Copy paste the structure definitions I'm currently using under a new struct __internal_struct (eventually I'll have to define my own struct anyway). Maybe this is the best option?
Define my __internal_struct for now to include a single member that is the corresponding structure from the other API I'm using and use that. Kind of ugly...
Basically is there a way to typedef one structure to another or use an already defined structure as an anonymous member inside another, so that at the end of the day both structures are equivalent? Neither of the following works:
typedef struct transparent_struct struct __internal_struct;
struct __internal_struct
{
struct transparent; // anonymous, direct access to its members
}
EDIT:
From the comments, seems to me that 3, or a variation thereof, would be the way to go. There is also the possibility of never defining my struct, as #Akira pointed out. So
In header: typedef struct my_type; // never defined
And in my source always use it with a cast (struct transparent*)my_type_ptr
In header: typedef struct _internal_struct my_type;
And in source files:
struct _internal_struct {
struct transparent t;
}
Then I can either one of those:
my_type_ptr->t.member
((struct transparent*)my_type_ptr)->member

If you are planning to use opaque pointers, you should provide only an incomplete struct type to users and let them do the operations through the provided functions where one the parameters is a pointer to your incomplete struct type.
For example, let's consider that we have an API which provides a struct foo type and a void print(struct foo*) function to print the content of struct foo instances. A wrapper can be implemented as follows:
wrapper.h
#ifndef WRAPPER_H
#define WRAPPER_H
struct my_obj; /* incomplete type, but you can use pointers to it */
struct my_obj* create(void); /* creates new struct my_obj instance */
void destroy(struct my_obj*); /* deletes the pointed struct my_obj instance */
void set_name_and_id(struct my_obj*, const char*, unsigned);
void show(struct my_obj*);
#endif /* WRAPPER_H */
wrapper.c
#include "wrapper.h"
#include "api.h" /* API only included here */
#include <stdlib.h>
#include <string.h>
#define TO_FOO(my_ptr) ((struct foo*)my_ptr)
struct my_obj* create(void) {
return calloc(1, sizeof(struct foo)); /* allocates memory for 'struct foo' */
}
void destroy(struct my_obj* obj) {
free(obj);
}
void set_name_and_id(struct my_obj* obj, const char* name, unsigned id) {
strcpy(TO_FOO(obj)->bar, name);
TO_FOO(obj)->baz = id;
}
void show(struct my_obj* obj) {
print(TO_FOO(obj)); /* accepts only 'struct foo' pointers */
}
Live Demo
When users include the wrapper.h from the example above, they won't see the api.h and won't be able to dereference the pointer to struct my_obj because it's an incomplete type.
To respond to your comment:
In this case both the internal_struct and the api one are of the same size, aligned and I can either access the api's members using internal_struct->api.member or ((struct API*)internal_struct)->member. What's your view on those two options?
According to N1570 draft (c11):
6.7.2.1 Structure and union specifiers
15 (...) A pointer to a structure object, suitably converted, points to its initial member (or if that member is a bit-field, then to the unit in which it resides), and vice versa. There may be unnamed padding within a structure object, but not at its beginning.
So, both of your approaches are good and safe, it's up to you which one you like. Using internal_struct->api.member is clear, I would use this version.
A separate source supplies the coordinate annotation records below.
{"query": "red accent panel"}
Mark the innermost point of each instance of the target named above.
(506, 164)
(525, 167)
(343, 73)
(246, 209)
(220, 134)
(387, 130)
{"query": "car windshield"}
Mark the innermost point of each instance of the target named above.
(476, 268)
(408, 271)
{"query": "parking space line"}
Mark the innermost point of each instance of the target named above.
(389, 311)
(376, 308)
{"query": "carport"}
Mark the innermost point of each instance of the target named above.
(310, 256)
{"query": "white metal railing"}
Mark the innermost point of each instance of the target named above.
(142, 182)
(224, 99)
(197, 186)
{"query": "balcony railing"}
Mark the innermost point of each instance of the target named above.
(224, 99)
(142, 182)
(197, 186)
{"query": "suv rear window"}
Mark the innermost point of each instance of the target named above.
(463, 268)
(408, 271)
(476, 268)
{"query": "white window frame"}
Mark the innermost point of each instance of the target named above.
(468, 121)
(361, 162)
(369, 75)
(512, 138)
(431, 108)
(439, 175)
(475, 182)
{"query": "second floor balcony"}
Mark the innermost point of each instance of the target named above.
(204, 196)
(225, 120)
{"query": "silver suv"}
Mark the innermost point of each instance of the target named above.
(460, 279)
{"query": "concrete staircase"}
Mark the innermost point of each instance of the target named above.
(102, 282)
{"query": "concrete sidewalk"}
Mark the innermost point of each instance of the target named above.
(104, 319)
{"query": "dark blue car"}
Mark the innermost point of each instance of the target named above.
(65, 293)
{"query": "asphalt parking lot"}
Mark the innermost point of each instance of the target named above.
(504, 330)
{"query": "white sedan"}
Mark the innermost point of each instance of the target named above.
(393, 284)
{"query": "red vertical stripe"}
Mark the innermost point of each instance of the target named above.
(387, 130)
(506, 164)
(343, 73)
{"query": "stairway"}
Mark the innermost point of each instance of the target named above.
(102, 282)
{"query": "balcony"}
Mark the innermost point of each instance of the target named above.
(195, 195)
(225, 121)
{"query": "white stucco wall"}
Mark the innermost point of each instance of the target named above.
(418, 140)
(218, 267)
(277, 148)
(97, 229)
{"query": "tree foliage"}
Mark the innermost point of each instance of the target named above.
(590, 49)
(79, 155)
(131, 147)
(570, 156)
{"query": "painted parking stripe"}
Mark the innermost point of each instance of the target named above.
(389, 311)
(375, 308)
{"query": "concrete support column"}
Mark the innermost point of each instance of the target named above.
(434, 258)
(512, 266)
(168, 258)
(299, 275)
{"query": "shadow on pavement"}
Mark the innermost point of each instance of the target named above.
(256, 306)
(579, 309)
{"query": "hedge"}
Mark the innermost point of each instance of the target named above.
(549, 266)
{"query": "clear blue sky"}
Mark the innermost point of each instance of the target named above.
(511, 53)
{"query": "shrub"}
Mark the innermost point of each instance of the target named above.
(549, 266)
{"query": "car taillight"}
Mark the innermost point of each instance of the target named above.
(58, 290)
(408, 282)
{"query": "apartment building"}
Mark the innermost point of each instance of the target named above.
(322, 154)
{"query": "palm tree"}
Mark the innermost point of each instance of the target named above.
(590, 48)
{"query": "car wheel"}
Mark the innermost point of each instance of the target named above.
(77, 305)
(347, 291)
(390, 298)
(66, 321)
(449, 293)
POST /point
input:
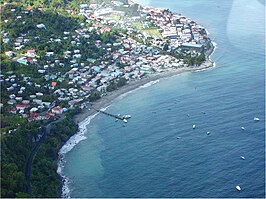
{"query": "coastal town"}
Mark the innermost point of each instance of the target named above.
(59, 58)
(152, 40)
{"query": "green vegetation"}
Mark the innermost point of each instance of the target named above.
(116, 84)
(45, 181)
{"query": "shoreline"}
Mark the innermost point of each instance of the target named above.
(131, 86)
(87, 114)
(84, 118)
(134, 84)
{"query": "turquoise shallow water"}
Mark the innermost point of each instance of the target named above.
(144, 158)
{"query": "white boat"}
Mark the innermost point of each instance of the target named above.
(238, 188)
(256, 119)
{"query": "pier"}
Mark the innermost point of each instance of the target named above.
(123, 118)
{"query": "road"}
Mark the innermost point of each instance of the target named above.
(34, 152)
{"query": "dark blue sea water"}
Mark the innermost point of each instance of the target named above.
(144, 158)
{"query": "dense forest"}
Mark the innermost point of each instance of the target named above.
(17, 146)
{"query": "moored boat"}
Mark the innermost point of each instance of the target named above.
(238, 188)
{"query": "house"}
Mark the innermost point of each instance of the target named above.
(57, 110)
(22, 60)
(9, 53)
(105, 29)
(21, 106)
(192, 46)
(13, 111)
(31, 53)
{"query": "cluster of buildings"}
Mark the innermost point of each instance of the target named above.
(180, 30)
(124, 58)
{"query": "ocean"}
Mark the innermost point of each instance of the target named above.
(144, 158)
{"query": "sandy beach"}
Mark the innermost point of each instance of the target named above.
(134, 84)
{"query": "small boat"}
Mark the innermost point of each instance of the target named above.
(256, 119)
(238, 188)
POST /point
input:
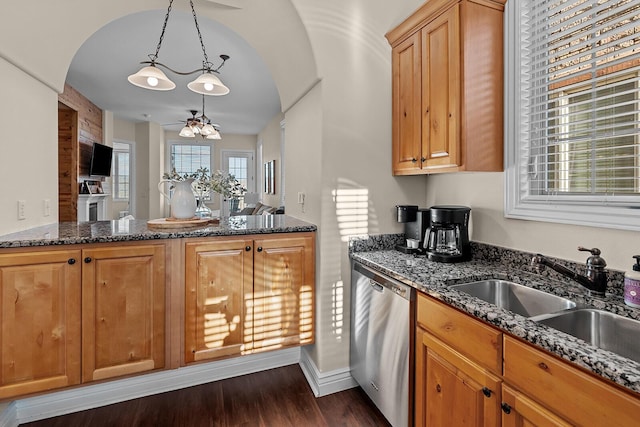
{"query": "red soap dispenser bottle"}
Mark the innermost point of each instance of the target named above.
(632, 284)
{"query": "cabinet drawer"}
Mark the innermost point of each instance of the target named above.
(571, 393)
(470, 337)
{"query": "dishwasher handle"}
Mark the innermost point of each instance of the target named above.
(381, 282)
(376, 286)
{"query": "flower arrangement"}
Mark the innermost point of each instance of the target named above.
(219, 182)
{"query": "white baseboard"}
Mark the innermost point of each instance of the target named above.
(93, 396)
(324, 383)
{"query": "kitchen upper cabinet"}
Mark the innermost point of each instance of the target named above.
(219, 278)
(447, 88)
(123, 310)
(245, 295)
(40, 308)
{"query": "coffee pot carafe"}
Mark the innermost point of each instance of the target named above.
(447, 238)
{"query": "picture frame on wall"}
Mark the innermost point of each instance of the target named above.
(270, 177)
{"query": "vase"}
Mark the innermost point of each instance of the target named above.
(181, 200)
(202, 210)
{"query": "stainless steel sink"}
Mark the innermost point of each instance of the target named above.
(514, 297)
(600, 328)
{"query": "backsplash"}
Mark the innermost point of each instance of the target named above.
(481, 251)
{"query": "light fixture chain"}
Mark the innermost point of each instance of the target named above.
(164, 27)
(207, 64)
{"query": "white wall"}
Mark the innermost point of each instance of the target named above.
(28, 160)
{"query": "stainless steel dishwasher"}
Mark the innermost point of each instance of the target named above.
(381, 311)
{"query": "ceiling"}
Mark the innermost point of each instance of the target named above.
(100, 68)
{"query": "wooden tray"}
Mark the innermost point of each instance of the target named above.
(173, 223)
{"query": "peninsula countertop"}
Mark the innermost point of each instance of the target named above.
(69, 233)
(434, 278)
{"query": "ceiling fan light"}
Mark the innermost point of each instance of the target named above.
(214, 135)
(187, 132)
(208, 84)
(151, 77)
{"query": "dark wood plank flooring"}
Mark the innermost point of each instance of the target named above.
(274, 398)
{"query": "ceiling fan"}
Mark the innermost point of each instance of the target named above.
(199, 125)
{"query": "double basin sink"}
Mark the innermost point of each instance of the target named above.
(600, 328)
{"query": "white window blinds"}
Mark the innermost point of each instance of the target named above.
(576, 89)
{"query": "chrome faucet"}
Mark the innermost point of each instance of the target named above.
(595, 279)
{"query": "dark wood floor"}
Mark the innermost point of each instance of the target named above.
(275, 398)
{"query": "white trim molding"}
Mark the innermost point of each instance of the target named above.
(325, 383)
(93, 396)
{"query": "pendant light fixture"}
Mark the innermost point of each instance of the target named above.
(151, 77)
(199, 126)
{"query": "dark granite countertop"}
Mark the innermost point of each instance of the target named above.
(433, 279)
(68, 233)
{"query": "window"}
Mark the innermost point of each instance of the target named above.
(188, 158)
(121, 171)
(573, 111)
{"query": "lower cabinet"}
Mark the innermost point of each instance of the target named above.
(123, 310)
(245, 295)
(40, 309)
(452, 390)
(457, 380)
(520, 411)
(457, 374)
(79, 315)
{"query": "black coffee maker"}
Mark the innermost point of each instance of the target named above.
(416, 222)
(447, 238)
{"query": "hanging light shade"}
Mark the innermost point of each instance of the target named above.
(151, 77)
(208, 84)
(187, 132)
(207, 129)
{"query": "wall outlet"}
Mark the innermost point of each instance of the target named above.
(21, 209)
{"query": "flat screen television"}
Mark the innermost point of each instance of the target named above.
(101, 157)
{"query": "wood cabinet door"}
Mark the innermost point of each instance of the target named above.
(407, 117)
(123, 317)
(218, 275)
(520, 411)
(450, 389)
(441, 77)
(40, 335)
(283, 291)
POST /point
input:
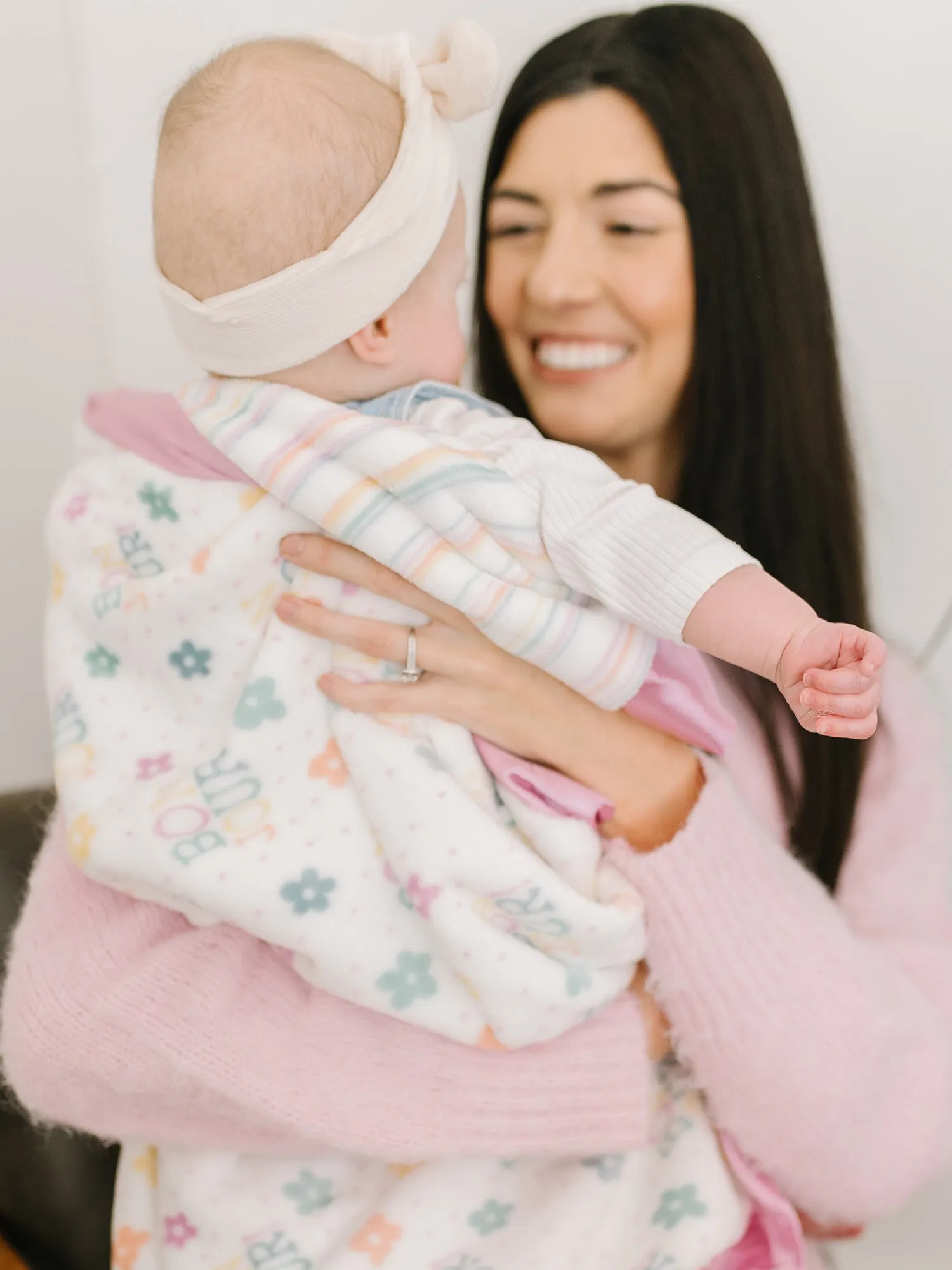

Converting comments into an answer.
Avoid option 1 — the API shouldn't use void pointers because of the lack of type safety. C is bad enough as it is; don't go out of your way to drive holes through what type safety is available. If the interface type is struct SomeThing *, you can pass a void * to the function without wittering from the C compiler, but you can't pass a struct SomeThingElse * to the function (without a cast, but needing to add a cast should raise warning flags in your mind). If the API uses void *, you can pass any pointer type to the function without any casts or warnings; that's highly undesirable.
Option 2 is a maintenance liability, if not nightmare. Don't go there.
Therefore, option 3 is the way to go. You have two sub-options.
3A — your structure simply contains a single member that is a pointer to the API's structure type (struct internal_struct { struct API *api; }), and
3B — your structure simply contains a single member that is the API's structure type (struct internal_struct { struct API api; }) — the difference is the presence or absence of the *.
Both 3A and 3B work; which works better for you depends on the organization of the API you're working with — how near to opaque it treats its structure type. The more nearly opaque the structure type, the more appropriate 3A is. On the other hand, it incurs some overhead in accessing the data.
Indeed I ended up going with option 3B. In this case both the internal_struct and the api one are of the same size, aligned and I can either access the api's members using internal_struct->api.member or ((struct API*)interna_struct)->member. What's your view on those two options?
While the version with the cast works, it sucks as notation. Avoid casts whenever you can — they're a bludgeon that tells the compiler "I know better than you do what I'm doing". I avoid casts as much as possible. Yes, I sometimes use casts; that's almost unavoidable. But I avoid them when possible, and this is a case where it's eminently possible.
Using option 3B, the chances are the compiler generates the same code for both internal_struct->api.member and ((struct API *)internal_struct)->member. So, use the cleaner notation — which is also more succinct. There's a mild nuisance from repeating the api.; there's a bigger nuisance from adding parentheses and repeating struct API *.
If you did the cast once:
struct API *api_ptr = (struct API *)internal_struct;
and then used api_ptr->member etc throughout, that might be sensible, but the castless version would still be better.
struct API *api_ptr = &internal_struct->api;

Related

Using an opaque pointer to a non struct type

In my C programming, I use opaque-pointers to struct as a way to enforce abstraction and encapsulation of my code, in that manner :
interface_header.h:
typedef struct s_mytype t_mytype;
defs_header.h:
struct s_mytype
{
/* Actual definition of the struct */
};
My problem I want to use a simple type as t_mytype (char for example), but not inform the interface about that. I can't just use typedef char t_mytype, since that would expose the the internals of the type.
I could just use void pointers, but at the cost of type-checking, and I'd rather avoid that.
Doing two typedef wont work either, since that throw an typedef redefinition with different types from the compiler.
I am also considering doing a struct with only one member, which will be my simple type, but would that be an overkill ?
Thanks for your answers.
You have to make a decision. With code like this:
typedef char myHandle;
frobnicate(myHandle *obj);
you already document the intent that client code should only use pointers to myHandle and never assume anything about the underlying type, so you should be able to change the typedef later -- unless there's "sloppy" client code making assumptions it shouldn't.
If you want to completely hide what's behind myHandle, a struct is your only option in C:
typedef struct myHandle myHandle;
frobnicate(myHandle *obj);
and only in a private header or implementation file, you will put
struct myHandle
{
char val;
};
The first option is simpler because inside the implementation of frobnicate(), you can access your value simply using *obj while the second option requires to write obj->val. What you gain with the second version is that you force client code to be written correctly.
In terms of the resulting executable, both versions are equivalent.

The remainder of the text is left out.